The `scrape_channels` function is executed asynchronously to fetch messages from the listed Telegram channels. Images are excluded (`download_images=False`) to focus on text data initially, with the option to enable later for multimodal analysis.

In [3]:
channels = ['@ethio_brand_collection', '@modernshoppingcenter', '@qnashcom', '@AwasMart', '@maedbet', '@ZemenExpress']
await scrape_channels(channels, download_images=False)

Attempt 1 at connecting failed: TimeoutError: 
Attempt 2 at connecting failed: TimeoutError: 


Signed in successfully as ｲ乇刀丂ﾑ乇ﾘ; remember to not break the ToS or you will risk an account ban!
✅ Scraped data from @ethio_brand_collection
✅ Scraped data from @modernshoppingcenter
✅ Scraped data from @qnashcom
✅ Scraped data from @AwasMart
✅ Scraped data from @maedbet
✅ Scraped data from @ZemenExpress


### Explanation of the Output
The output log indicates the scraping process's success after overcoming initial connection issues.
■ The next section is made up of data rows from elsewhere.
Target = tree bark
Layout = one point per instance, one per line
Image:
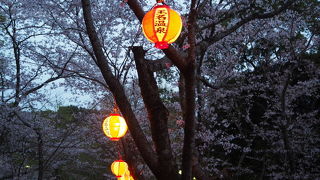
(117, 90)
(158, 116)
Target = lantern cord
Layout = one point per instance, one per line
(160, 1)
(115, 106)
(119, 150)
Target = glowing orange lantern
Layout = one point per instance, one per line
(114, 127)
(126, 176)
(162, 26)
(119, 168)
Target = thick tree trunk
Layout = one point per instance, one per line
(158, 116)
(117, 90)
(40, 156)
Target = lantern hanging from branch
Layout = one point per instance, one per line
(162, 25)
(119, 168)
(114, 127)
(126, 176)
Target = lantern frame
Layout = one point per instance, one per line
(162, 25)
(114, 129)
(115, 168)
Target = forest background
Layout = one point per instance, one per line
(236, 97)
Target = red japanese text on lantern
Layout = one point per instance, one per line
(161, 20)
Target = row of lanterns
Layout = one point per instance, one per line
(115, 127)
(162, 26)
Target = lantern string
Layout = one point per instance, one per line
(115, 106)
(119, 150)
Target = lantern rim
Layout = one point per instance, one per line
(162, 45)
(114, 114)
(160, 6)
(114, 138)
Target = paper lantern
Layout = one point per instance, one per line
(162, 26)
(119, 168)
(114, 127)
(126, 176)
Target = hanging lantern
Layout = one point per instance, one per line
(114, 127)
(126, 176)
(119, 168)
(162, 26)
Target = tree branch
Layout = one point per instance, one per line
(118, 92)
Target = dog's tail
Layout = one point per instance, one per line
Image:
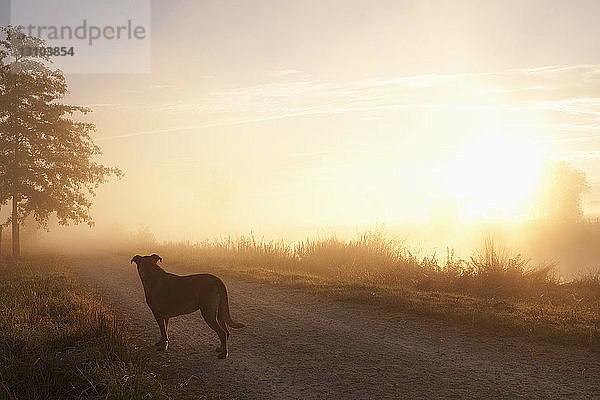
(224, 308)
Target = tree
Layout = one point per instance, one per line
(47, 154)
(560, 192)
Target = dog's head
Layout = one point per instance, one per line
(139, 260)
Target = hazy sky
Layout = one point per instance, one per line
(266, 115)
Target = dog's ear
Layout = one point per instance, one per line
(136, 258)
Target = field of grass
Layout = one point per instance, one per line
(58, 342)
(493, 290)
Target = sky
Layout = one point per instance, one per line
(277, 115)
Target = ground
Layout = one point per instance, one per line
(298, 346)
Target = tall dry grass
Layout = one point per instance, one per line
(374, 258)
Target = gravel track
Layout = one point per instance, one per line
(296, 346)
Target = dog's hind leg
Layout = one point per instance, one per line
(210, 316)
(223, 326)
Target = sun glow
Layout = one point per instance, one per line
(494, 175)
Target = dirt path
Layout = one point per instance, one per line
(297, 347)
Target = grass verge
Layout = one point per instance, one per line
(58, 341)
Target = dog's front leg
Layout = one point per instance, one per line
(163, 343)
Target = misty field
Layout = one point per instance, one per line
(493, 290)
(58, 341)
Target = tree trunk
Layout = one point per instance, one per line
(15, 223)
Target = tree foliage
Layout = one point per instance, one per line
(47, 155)
(560, 190)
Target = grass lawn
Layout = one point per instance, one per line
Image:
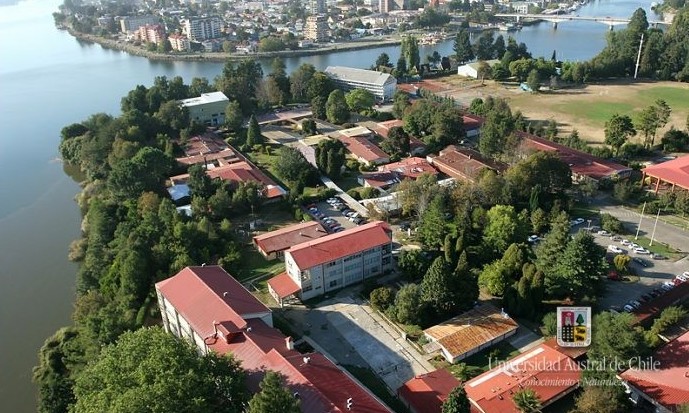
(377, 387)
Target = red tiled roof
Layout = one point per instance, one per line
(340, 244)
(581, 163)
(464, 163)
(363, 148)
(548, 372)
(283, 238)
(427, 392)
(668, 384)
(197, 292)
(675, 171)
(283, 285)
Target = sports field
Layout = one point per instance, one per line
(587, 109)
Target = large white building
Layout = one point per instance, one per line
(202, 29)
(132, 23)
(207, 109)
(382, 85)
(335, 261)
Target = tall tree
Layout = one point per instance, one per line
(462, 47)
(618, 130)
(253, 133)
(457, 401)
(273, 397)
(336, 107)
(149, 370)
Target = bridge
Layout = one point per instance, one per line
(559, 18)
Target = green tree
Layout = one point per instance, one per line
(336, 107)
(359, 100)
(149, 370)
(457, 401)
(462, 47)
(527, 401)
(533, 80)
(273, 397)
(233, 116)
(253, 133)
(618, 130)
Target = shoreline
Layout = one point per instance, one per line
(222, 57)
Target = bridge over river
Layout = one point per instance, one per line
(559, 18)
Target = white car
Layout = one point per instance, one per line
(615, 249)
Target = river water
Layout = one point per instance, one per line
(49, 79)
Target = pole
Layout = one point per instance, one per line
(638, 57)
(654, 228)
(638, 227)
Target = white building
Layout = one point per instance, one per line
(132, 23)
(202, 29)
(382, 85)
(207, 109)
(338, 260)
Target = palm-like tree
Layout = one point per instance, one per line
(527, 401)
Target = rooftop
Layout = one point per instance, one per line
(471, 329)
(581, 163)
(675, 171)
(205, 98)
(668, 384)
(341, 244)
(285, 237)
(359, 75)
(427, 392)
(543, 369)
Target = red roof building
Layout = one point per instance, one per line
(427, 393)
(273, 243)
(463, 163)
(340, 259)
(208, 307)
(581, 163)
(674, 173)
(665, 384)
(394, 173)
(551, 374)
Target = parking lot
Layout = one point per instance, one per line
(333, 215)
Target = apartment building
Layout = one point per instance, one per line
(338, 260)
(132, 23)
(316, 28)
(382, 85)
(202, 29)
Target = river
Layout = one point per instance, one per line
(47, 80)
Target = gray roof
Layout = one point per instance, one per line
(359, 75)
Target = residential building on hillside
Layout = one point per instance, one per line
(316, 28)
(202, 29)
(469, 333)
(671, 174)
(151, 33)
(213, 311)
(382, 85)
(426, 393)
(338, 260)
(546, 371)
(208, 109)
(463, 163)
(272, 244)
(132, 23)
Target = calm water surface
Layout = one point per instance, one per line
(47, 80)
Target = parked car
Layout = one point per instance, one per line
(615, 249)
(640, 261)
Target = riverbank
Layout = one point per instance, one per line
(221, 56)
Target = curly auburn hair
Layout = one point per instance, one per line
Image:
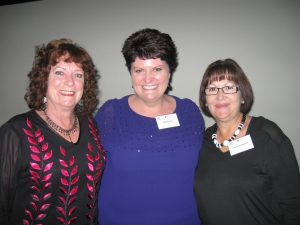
(230, 70)
(150, 44)
(47, 57)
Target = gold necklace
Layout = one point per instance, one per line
(61, 130)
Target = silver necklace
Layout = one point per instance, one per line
(226, 142)
(60, 129)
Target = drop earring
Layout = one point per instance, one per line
(44, 106)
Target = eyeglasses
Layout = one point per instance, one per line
(226, 90)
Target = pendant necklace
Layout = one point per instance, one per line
(226, 142)
(61, 130)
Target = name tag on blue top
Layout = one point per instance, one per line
(167, 121)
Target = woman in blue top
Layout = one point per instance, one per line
(152, 141)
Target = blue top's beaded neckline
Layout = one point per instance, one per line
(226, 142)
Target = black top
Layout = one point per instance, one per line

The `scrape_channels` function:
- Connects to Telegram using credentials stored in a `.env` file (`TG_API_ID`, `TG_API_HASH`, `phone`).
- Iterates over each channel, fetching up to 10,000 messages per channel.
- Writes data to `../data/raw/telegram_data.csv` with columns: `Channel Title`, `Channel Username`, `ID`, `Message`, `Date`, `Media Path`.
- Skips image downloads (as `download_images=False`), storing only text and metadata.

### Insights
- **Connection Failures:** The `TimeoutError` suggests potential network instability or Telegram API throttling. Consider adding retry logic with exponential backoff in future iterations.
- **Success Rate:** All channels were scraped successfully after login, confirming the script's functionality.
- **Data Storage:** Data is saved in a structured CSV, ready for preprocessing and NER labeling tasks outlined in the project.

---

### Next Steps
1. **Data Validation:** Verify the CSV content for completeness and Amharic text integrity.
2. **Preprocessing:** Tokenize and normalize the scraped text in a separate notebook.

This notebook serves as the foundation for the data ingestion pipeline, setting the stage for downstream NER model fine-tuning and vendor analytics.